## Analyzing the NFL Games 

Game data: The games.csv contains the teams playing in each game. The key variable is gameId

- gameId: Game identifier, unique (numeric)
- gameDate: Game Date (time, mm/dd/yyyy)
- gameTimeEastern: Start time of game (time, HH:MM:SS, EST)
- homeTeamAbbr: Home team three-letter code (text)
- visitorTeamAbbr: Visiting team three-letter code (text)
- week: Week of game (numeric)

In [None]:
import pandas as pd
import matplotlib.pyplot as plt
import datetime
import seaborn as sns

In [None]:
games_df = pd.read_csv('/kaggle/input/nfl-big-data-bowl-2021/games.csv')

In [None]:
games_df.head()

In [None]:
games_df.shape

In [None]:
games_df.isnull().sum()

In [None]:
games_df.dtypes

In [None]:
# Converting to datetime.date values
games_df['gameDate'] = pd.to_datetime(games_df['gameDate']).dt.date

# Converting to datetime.time values
games_df['gameTimeEastern'] = pd.to_datetime(games_df['gameTimeEastern']).dt.time

In [None]:
games_df.head()

In [None]:
games_df['gameDate'].value_counts().reset_index()
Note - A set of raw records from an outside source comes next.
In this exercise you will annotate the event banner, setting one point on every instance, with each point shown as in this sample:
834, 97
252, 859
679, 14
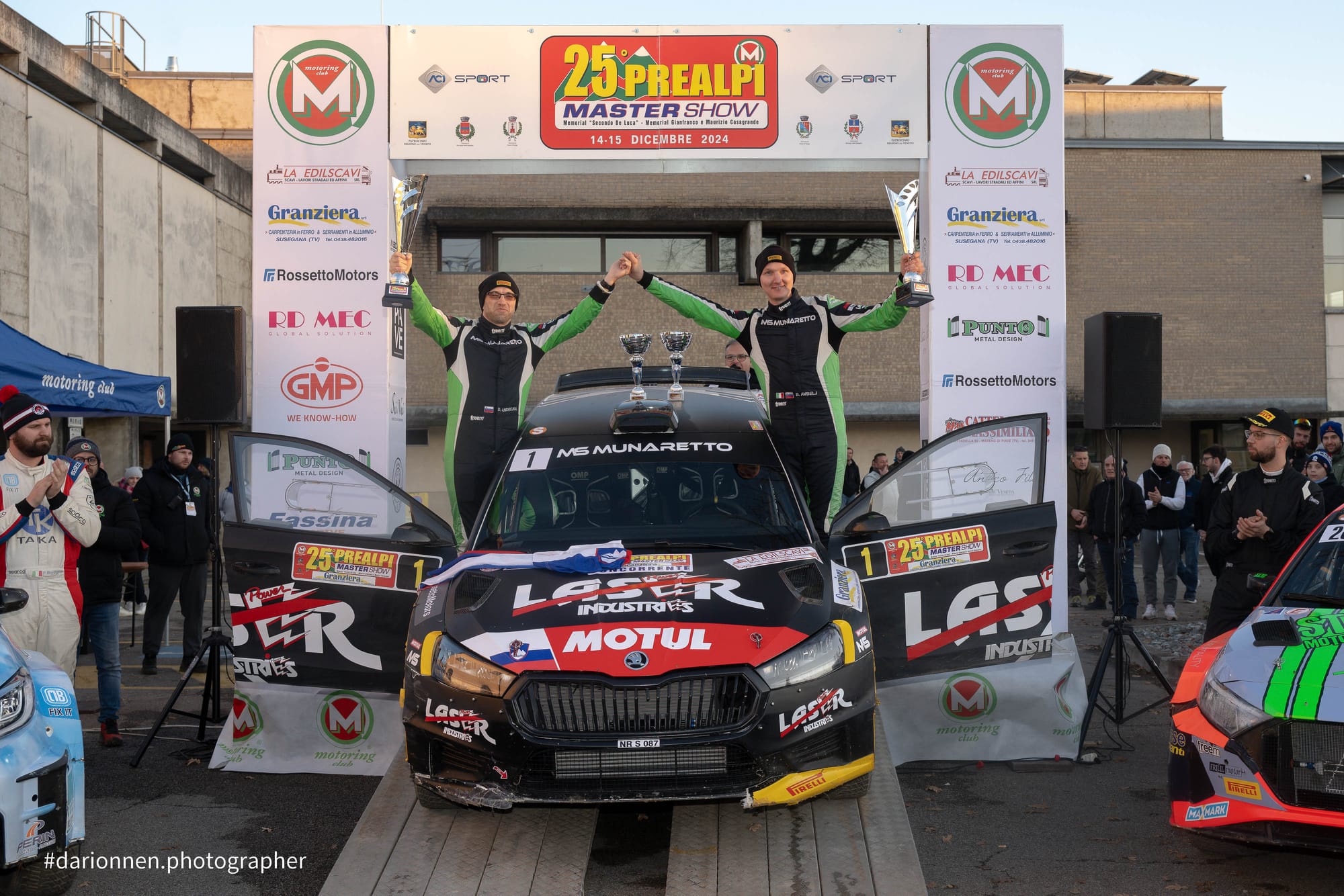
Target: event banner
1001, 713
329, 359
751, 92
310, 730
994, 228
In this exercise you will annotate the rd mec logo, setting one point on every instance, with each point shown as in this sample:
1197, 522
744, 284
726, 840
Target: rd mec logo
998, 95
321, 93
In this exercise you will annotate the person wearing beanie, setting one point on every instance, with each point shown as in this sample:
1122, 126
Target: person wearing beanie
1165, 496
1259, 521
490, 363
100, 578
795, 349
1333, 440
174, 507
48, 518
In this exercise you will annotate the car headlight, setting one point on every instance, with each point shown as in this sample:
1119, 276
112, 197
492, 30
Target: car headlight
1226, 711
15, 702
458, 668
815, 658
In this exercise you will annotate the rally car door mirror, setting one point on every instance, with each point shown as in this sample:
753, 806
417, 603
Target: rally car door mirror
13, 600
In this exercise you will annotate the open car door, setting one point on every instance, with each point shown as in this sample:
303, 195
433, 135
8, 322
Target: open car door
323, 562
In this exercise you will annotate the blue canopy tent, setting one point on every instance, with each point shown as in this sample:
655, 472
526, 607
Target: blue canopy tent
75, 388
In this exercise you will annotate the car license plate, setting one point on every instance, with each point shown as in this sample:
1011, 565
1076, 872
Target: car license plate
636, 745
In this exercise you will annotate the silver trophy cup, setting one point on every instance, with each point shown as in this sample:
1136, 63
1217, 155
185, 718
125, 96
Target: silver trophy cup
408, 197
675, 343
913, 291
635, 346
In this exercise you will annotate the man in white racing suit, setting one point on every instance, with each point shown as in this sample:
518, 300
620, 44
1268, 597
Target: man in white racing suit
48, 515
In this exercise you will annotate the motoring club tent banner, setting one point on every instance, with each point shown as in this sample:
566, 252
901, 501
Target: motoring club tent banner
623, 92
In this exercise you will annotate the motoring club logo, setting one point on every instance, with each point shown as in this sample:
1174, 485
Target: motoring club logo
998, 95
322, 385
321, 92
967, 697
346, 718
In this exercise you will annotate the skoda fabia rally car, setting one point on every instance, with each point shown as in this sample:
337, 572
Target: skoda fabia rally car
648, 616
1257, 748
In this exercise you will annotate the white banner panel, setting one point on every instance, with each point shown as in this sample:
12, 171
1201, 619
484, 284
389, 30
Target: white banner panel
329, 359
994, 225
283, 729
511, 92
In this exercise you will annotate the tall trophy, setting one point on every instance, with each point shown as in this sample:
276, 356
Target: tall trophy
675, 343
408, 197
913, 291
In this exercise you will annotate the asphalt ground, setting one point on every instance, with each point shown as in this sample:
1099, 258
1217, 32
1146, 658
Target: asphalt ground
175, 809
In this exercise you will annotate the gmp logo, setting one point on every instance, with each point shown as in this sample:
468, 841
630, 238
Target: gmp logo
998, 95
321, 93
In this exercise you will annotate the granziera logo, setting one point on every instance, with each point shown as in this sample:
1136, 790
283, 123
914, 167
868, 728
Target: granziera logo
346, 718
998, 95
321, 92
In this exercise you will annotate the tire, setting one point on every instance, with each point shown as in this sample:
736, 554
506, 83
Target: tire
851, 789
34, 879
431, 800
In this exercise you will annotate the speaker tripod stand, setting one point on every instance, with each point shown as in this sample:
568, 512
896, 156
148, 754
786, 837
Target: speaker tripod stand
1119, 628
218, 637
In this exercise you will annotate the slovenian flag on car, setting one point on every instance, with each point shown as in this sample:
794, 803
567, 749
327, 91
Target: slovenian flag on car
581, 558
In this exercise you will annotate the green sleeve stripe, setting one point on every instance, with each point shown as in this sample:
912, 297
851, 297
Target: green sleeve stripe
1282, 683
700, 310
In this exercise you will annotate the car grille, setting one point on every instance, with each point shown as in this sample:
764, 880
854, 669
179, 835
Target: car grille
587, 707
667, 772
1304, 764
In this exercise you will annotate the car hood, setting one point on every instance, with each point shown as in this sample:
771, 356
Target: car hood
658, 615
1290, 680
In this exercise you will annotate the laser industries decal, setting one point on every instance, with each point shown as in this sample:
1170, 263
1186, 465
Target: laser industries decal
635, 92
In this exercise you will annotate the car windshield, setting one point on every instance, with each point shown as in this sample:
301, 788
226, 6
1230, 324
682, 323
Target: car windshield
1318, 578
646, 503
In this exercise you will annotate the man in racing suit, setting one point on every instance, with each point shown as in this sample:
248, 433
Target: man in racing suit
795, 345
1259, 521
48, 515
491, 362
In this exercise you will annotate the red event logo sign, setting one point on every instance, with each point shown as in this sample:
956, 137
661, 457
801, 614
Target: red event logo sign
693, 92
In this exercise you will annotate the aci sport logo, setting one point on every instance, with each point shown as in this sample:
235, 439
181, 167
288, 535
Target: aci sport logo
998, 95
346, 718
321, 92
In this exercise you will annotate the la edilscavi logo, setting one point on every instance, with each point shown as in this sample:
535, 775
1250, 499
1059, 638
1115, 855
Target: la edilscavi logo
322, 92
998, 95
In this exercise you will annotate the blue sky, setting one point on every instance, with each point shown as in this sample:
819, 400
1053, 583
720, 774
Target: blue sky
1279, 62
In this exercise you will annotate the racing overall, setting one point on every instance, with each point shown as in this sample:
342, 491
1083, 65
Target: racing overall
41, 551
490, 374
795, 353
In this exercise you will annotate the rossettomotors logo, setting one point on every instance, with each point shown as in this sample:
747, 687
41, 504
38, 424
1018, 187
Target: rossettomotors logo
998, 95
321, 93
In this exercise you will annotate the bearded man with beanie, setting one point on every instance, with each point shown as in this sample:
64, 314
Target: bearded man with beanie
1165, 496
174, 507
491, 362
1260, 519
100, 577
795, 349
48, 517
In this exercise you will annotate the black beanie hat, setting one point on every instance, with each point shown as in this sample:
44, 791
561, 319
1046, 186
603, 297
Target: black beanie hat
179, 441
498, 279
18, 410
776, 255
84, 447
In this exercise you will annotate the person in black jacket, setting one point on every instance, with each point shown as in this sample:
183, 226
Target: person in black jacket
174, 507
101, 582
1101, 523
1260, 521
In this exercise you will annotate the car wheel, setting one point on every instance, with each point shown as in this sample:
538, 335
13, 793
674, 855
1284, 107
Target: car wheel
34, 879
431, 800
851, 789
There are a total of 50 different game dates.

In [None]:
# Checking the frequency of games in relation to game dates
date_dist = games_df['gameDate'].value_counts().reset_index()

# Renaming the columns
date_dist.columns = ['date', 'frequency']

In [None]:
date_dist.head()

In [None]:
# Sorting the DataFrame based on the date values
sorted_date_dist = date_dist.sort_values('date').set_index('date')
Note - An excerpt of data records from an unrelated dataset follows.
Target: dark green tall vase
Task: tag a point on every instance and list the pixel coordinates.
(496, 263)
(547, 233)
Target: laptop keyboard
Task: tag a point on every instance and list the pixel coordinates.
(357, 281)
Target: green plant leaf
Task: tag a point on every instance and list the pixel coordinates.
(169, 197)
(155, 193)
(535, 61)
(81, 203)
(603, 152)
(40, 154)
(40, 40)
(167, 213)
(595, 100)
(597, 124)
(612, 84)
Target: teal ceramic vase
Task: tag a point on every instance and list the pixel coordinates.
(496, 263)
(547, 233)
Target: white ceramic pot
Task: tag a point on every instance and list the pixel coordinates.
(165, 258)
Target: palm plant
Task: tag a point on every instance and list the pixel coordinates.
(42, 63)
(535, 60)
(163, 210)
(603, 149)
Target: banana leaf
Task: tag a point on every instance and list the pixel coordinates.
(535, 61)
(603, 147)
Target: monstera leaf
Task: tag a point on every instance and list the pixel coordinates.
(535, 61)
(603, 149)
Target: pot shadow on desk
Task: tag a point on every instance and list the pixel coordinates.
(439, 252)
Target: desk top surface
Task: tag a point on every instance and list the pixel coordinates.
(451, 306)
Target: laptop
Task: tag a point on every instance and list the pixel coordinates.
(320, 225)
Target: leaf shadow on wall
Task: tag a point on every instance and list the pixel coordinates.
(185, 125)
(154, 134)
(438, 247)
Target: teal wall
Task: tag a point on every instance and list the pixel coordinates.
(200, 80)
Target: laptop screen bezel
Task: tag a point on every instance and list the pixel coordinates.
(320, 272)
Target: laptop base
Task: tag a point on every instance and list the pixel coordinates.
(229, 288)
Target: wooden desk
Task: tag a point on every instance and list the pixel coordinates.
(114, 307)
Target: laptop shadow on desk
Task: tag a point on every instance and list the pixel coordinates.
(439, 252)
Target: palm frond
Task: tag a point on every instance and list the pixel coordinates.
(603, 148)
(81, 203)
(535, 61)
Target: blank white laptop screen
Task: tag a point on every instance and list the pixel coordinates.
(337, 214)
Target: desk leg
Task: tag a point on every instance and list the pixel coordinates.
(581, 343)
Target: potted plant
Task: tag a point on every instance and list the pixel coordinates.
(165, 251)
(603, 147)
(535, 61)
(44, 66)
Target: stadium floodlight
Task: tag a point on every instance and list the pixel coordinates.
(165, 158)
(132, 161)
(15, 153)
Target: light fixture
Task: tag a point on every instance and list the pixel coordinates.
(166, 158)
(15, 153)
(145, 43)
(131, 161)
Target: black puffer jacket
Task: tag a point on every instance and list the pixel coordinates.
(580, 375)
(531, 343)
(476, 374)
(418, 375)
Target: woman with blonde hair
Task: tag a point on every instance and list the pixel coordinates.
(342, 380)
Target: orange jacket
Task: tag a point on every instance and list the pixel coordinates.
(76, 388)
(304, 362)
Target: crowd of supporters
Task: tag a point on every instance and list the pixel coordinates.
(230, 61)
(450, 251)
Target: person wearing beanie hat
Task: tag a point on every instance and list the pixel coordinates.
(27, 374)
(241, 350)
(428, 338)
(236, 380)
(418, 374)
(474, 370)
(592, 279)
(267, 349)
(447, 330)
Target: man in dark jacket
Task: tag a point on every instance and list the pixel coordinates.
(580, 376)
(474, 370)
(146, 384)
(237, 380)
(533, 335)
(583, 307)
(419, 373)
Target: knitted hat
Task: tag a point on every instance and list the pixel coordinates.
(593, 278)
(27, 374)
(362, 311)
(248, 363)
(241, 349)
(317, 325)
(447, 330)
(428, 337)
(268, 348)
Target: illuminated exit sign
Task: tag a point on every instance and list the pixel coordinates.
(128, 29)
# Looking at the first five rows
sorted_date_dist.head()

In [None]:
def find_dist(df, col_name):
    
    # Checking the frequency of games in relation to the column values
    dist = df[col_name].value_counts().reset_index()
    
    # Renaming the columns
    dist.columns = [col_name, 'frequency']
        
    # Sorting the DataFrame based on the column values
    sorted_dist = dist.sort_values(col_name, ascending=True).set_index(col_name)

    # Plotting a bar plot
    sorted_dist.plot(kind='bar', figsize=(20,4))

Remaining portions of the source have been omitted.